Before beginning our two days at the beach resort in Nha Trang, we visited Thap Ba Ponagar in town. This is a Cham Hindu temple built in the seventh century and dedicated to Yan Po Nagar, the Goddess of plants and trees. The unmistakable architecture and art style of this place, remarkably similar to Angkor Wat in Cambodia, were precious remnants of an ancient civilization that was widely influential in Southeast Asia. A short stop by the beach led us to the Hon Chong promontory. This is an exotic area of rocks naturally piled into unique shapes from which various folk legends and tales were conceived. A short boat ride took us to Vinpearl resort on Hon Tre Island. The view of the beach from our balcony immediately convinced us to change into our bathing suits. The white sand and pristine water in the ocean and the pool were perfect for swimming and sunbathing, giving our tired bodies a much-needed rest. It seems like Vinpearl never stops growing. The amusement park features many attractions, including roller coaster rides, a water park, a zoo, an aquarium, several botanical green houses, a Japanese garden…  In the evening, the Musical Water show, and the multimedia Tata show offer amazing entertainment that enchant children as well as bewitch adults.

Phu Quoc

Like most parts of the country, Phu Quoc has changed significantly in recent years.  I could hardly recognize the mushroom of stores, hotels, and resorts that had sprung up since my last visit. Vinpearl Phu Quoc, with its lavish accommodations and exciting amusement attractions, is a formidable competitor to its Nha Trang counterpart. After over 2 weeks in Vietnam, it took traveling all the way to Phú Quốc to catch the sunset. And what a riveting sunset it was! I could say the beaches of Phú Quốc are my favorites beaches in Vietnam.

Saigon

I was born and raised in Saigon, the capital city of South Vietnam. Although this city was renamed as Ho Chi Minh City after the North took over the South in 1975, for many of us, it is still Saigon, our beloved hometown, where fond memories of our childhood stay imprinted in our hearts and defy the passage of time and change of regime. Throughout our trip, I kept reminding my cousins to enjoy the peace and quietness in the small towns and brace themselves for the noise and chaos in Saigon. However, we were met with a calmer city and a more pleasant atmosphere than anticipated. Like the rest of the country, Saigon was still recovering from the rampage of Covid. Despite the struggling economy, the preparation for Tet was no less impressive. As our people believe that our actions, endeavors and experiences on the 1st few days of the year would determine our luck for the rest of the year, we do our best to attract positive energy into our homes, businesses, and workplaces.  From different parts of town, flower markets feature the best displays of mai lan cúc trúc, the typical blossoms of the season.  Red and gold decorations adorned the exteriors and interiors of every hotel, store, and public buildings.  All food stalls were filled with banh chung banh tet rice cakes, fresh fruits, and other items essential to the tradition.  The plaza on Nguyens Hue Street was closed to the public for several weeks, only to reopen three days before Tet, with the promise of the best showcase of flower decorations offered by generous corporate sponsors.

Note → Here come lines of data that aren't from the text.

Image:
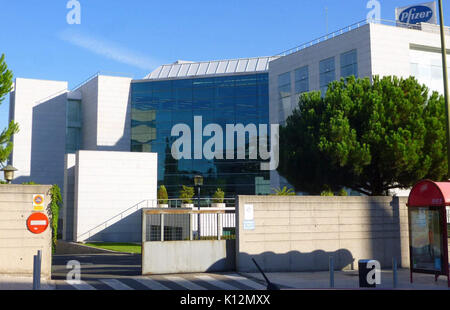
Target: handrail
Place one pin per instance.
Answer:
(120, 214)
(145, 204)
(62, 91)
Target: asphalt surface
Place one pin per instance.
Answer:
(94, 266)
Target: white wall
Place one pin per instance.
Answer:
(390, 48)
(358, 39)
(114, 114)
(68, 196)
(39, 107)
(108, 183)
(106, 114)
(382, 50)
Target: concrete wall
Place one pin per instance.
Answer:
(68, 196)
(188, 256)
(300, 233)
(17, 244)
(358, 39)
(106, 184)
(106, 114)
(39, 107)
(114, 114)
(390, 47)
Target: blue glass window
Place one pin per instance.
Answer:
(349, 64)
(302, 80)
(327, 74)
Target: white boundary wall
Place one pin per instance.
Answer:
(107, 184)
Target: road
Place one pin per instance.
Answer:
(123, 272)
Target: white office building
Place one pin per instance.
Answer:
(62, 130)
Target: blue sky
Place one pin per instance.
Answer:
(135, 36)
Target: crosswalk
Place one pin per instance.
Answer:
(168, 282)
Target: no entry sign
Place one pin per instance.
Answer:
(37, 223)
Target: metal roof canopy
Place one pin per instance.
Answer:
(186, 69)
(428, 193)
(432, 197)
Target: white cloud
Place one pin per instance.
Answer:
(108, 49)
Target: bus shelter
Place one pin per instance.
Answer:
(428, 236)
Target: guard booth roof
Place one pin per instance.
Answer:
(427, 193)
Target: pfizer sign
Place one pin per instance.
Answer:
(423, 13)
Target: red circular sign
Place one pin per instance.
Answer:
(37, 223)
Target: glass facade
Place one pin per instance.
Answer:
(349, 64)
(327, 74)
(284, 90)
(73, 129)
(302, 80)
(157, 106)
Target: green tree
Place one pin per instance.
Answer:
(55, 206)
(186, 194)
(6, 79)
(219, 196)
(285, 191)
(367, 136)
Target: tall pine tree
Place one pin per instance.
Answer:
(6, 80)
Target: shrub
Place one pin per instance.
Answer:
(163, 198)
(55, 205)
(186, 194)
(219, 196)
(342, 192)
(284, 191)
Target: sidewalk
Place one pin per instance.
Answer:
(20, 283)
(350, 280)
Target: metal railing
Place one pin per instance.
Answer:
(188, 224)
(118, 217)
(348, 29)
(204, 203)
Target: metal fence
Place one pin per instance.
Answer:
(204, 203)
(188, 224)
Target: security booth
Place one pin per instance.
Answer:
(428, 238)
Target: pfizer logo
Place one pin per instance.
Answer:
(416, 14)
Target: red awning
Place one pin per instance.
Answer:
(427, 193)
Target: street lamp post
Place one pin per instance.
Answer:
(198, 181)
(444, 67)
(9, 173)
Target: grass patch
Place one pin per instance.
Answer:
(118, 247)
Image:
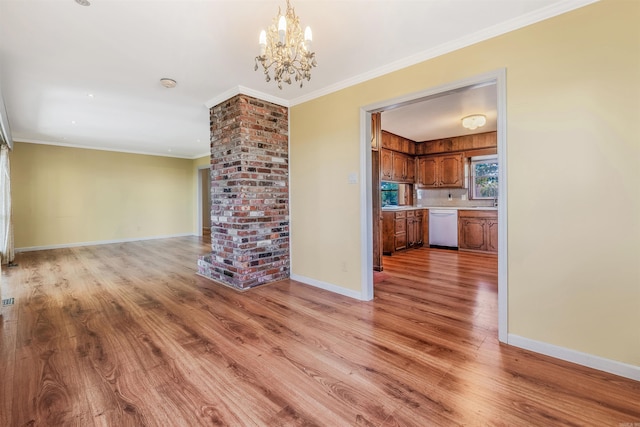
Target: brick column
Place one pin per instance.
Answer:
(249, 193)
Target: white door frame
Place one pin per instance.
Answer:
(366, 220)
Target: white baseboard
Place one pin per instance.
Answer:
(98, 242)
(328, 287)
(584, 359)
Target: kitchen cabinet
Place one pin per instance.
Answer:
(403, 168)
(445, 171)
(386, 165)
(398, 143)
(478, 231)
(397, 167)
(402, 230)
(414, 228)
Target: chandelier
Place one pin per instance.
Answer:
(285, 50)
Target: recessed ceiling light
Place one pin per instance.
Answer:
(168, 83)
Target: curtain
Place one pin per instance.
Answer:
(6, 222)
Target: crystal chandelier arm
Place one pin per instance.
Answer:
(285, 50)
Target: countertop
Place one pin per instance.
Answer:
(457, 208)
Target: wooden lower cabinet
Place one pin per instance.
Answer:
(402, 230)
(478, 231)
(414, 228)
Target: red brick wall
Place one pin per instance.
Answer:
(250, 193)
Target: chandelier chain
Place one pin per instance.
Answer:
(286, 52)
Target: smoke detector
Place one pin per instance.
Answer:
(168, 83)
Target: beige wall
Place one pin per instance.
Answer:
(573, 156)
(68, 195)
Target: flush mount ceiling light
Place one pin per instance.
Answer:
(168, 83)
(474, 121)
(286, 50)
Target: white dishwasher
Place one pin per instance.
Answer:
(443, 227)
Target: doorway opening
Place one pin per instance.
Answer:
(371, 209)
(204, 201)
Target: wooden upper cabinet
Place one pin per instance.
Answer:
(399, 166)
(410, 168)
(441, 171)
(427, 172)
(479, 141)
(386, 165)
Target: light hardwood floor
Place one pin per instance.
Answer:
(128, 335)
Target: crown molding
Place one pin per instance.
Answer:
(243, 90)
(462, 42)
(115, 150)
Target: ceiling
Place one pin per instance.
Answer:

For the first time in four decades, my cousins and I had the chance to celebrate Giao Thua, Lunar’s New Year’s Eve, in Saigon. Watching the festivities in front of our hotel, waiting impatiently for the mua lan (Dragon Dance) to begin, and walking among the crowd through the lavishly decorated Nguyen Hue Plaza brought back sweet childhood memories that swelled my eyes with tears. How fun, how magical, how precious! I hope Saigon and the rest of the country will fully recover from the economic downturn this year, even if it means more noise, more traffic, and more crowds. Its face may be totally different from the romantic town of my yesteryears and most of its population may be too young to understand the heartache and nostalgia of my generation, but I still love Saigon.

This was my last day in Vietnam. From the banging sound of the dragon dance, this trip certainly ended on a high note.